Oil on train that derailed met North Dakota oil conditioning order

Oil on train that derailed met North Dakota oil conditioning order


Oil loaded at the Dakota Plains facility in New Town, that later derailed in Oregon had a vapor pressure test that met North Dakota's requirements, according to the Federal Railroad Administration. 

NEW TOWN – The Bakken crude on the oil train that derailed in Oregon last week met North Dakota’s oil conditioning order that requires companies to remove the most volatile gases.

The Federal Railroad Administration said the oil on the train that derailed in the Columbia River Gorge in Mosier, Ore., had a vapor pressure of 9.2 pounds per square inch.
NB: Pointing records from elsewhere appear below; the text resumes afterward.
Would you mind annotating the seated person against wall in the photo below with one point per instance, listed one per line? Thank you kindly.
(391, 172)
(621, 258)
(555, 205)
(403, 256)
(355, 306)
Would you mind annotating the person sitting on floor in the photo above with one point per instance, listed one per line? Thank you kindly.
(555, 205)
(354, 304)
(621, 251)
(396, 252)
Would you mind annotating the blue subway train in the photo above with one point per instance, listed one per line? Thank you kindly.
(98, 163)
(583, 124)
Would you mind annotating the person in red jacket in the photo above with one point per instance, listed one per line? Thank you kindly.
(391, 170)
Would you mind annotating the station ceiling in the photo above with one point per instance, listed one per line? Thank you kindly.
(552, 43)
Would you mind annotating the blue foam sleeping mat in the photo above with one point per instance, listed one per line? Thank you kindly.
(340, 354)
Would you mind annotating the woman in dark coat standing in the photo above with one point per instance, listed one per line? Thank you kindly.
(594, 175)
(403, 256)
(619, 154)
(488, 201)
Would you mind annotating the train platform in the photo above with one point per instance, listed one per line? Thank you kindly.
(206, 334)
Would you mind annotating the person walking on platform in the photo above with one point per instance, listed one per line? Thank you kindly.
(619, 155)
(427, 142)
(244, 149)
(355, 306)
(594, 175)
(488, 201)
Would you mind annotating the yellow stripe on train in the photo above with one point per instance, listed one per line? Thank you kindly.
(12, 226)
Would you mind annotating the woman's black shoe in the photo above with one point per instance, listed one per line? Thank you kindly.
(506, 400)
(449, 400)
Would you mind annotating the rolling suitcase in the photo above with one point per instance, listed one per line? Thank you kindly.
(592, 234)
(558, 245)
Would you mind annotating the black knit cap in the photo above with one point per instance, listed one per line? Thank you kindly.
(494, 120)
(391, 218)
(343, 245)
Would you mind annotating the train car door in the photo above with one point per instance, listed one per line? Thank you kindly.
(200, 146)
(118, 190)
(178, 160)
That’s below the requirement of 13.7 psi set by the North Dakota Department of Mineral Resources last year to reduce the volatility of Bakken crude in response to fiery oil train derailments in the U.S. and Canada.

The train, headed to Tacoma, Wash., was loaded at the Dakota Plains terminal in New Town, an FRA spokeswoman said.
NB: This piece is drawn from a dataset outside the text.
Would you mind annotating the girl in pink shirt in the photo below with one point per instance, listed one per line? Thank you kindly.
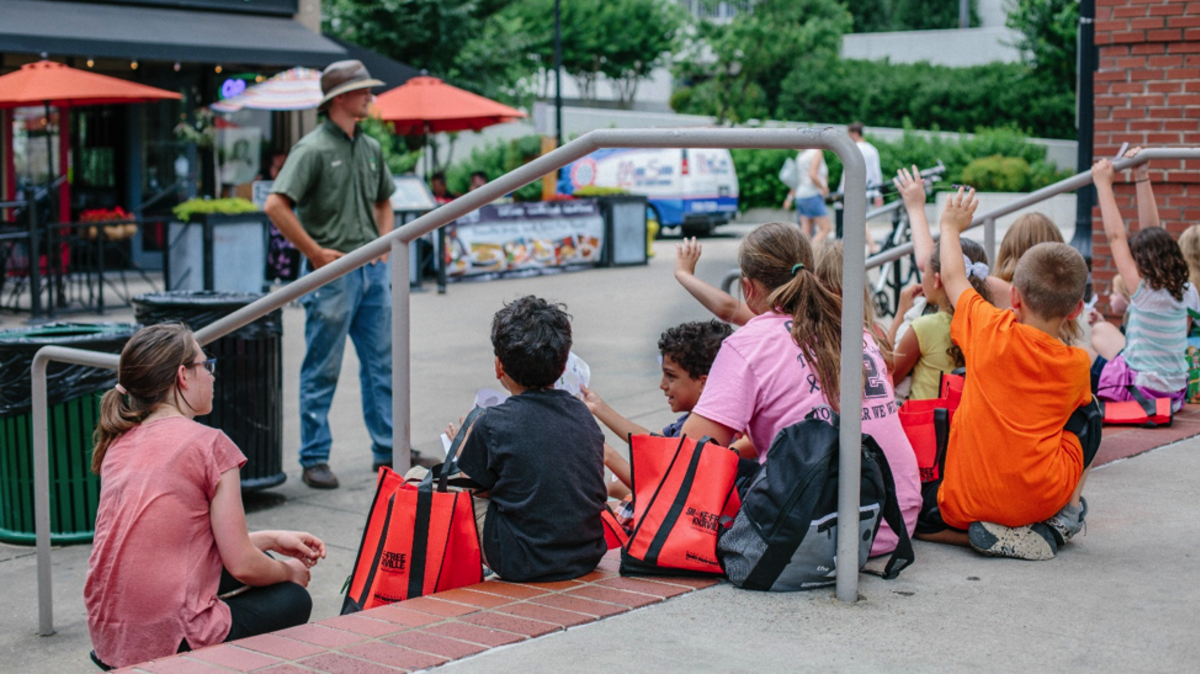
(171, 530)
(785, 362)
Sixteen of the 96 rail cars derailed Friday and officials estimate 42,000 gallons of crude oil escaped from four rail cars. No one was hurt, but the incident forced evacuations, the closure of a highway and the town’s sewer system to be shut off temporarily.

Jim Tate, vice president of operations for Dakota Plains, said the rail-loading facility receives oil by pipeline and truck from several oil producers. The oil is commingled before leaving the rail facility.
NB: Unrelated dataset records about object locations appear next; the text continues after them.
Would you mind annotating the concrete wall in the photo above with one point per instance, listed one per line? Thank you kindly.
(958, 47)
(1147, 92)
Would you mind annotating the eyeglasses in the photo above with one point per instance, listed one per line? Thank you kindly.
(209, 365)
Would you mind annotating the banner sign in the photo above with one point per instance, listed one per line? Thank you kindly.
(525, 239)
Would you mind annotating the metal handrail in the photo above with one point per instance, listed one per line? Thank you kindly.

The Department of Mineral Resources requires that companies report the vapor pressure testing at the point when the oil changes custody, such as when it is loaded into a truck or enters a pipeline, said spokeswoman Alison Ritter.

The Dakota Plains facility does its own vapor pressure testing on the oil before it’s loaded into rail cars, Tate said.

“We run a very tight sampling protocol on all of our oil that’s shipped,” Tate said.

Justin Jacobs, a spokesman for Union Pacific, said the cause of the derailment is under investigation, but early indications point to “an unusual failure with a fastener that connects the railroad tie to the rail.”

Union Pacific has reopened rail traffic in the area, but has suspended unit trains of oil from traveling through the Columbia River Gorge, Jacobs said.

About 35 percent of oil produced in the Bakken region traveled by rail in March, or about 400,000 barrels per day, according to the North Dakota Pipeline Authority.

West Coast refineries receive about 25 percent of Bakken crude that is shipped by rail, according to the U.S. Energy Information Administration. The East Coast continues to be the largest recipient of Bakken crude-by-rail shipments.

Overall, rail shipments of Bakken crude are down by about half compared to the end of 2014.

The reduction is largely due to economic factors, but also attributed to a drop in North Dakota’s oil production and increased availability of pipeline transportation.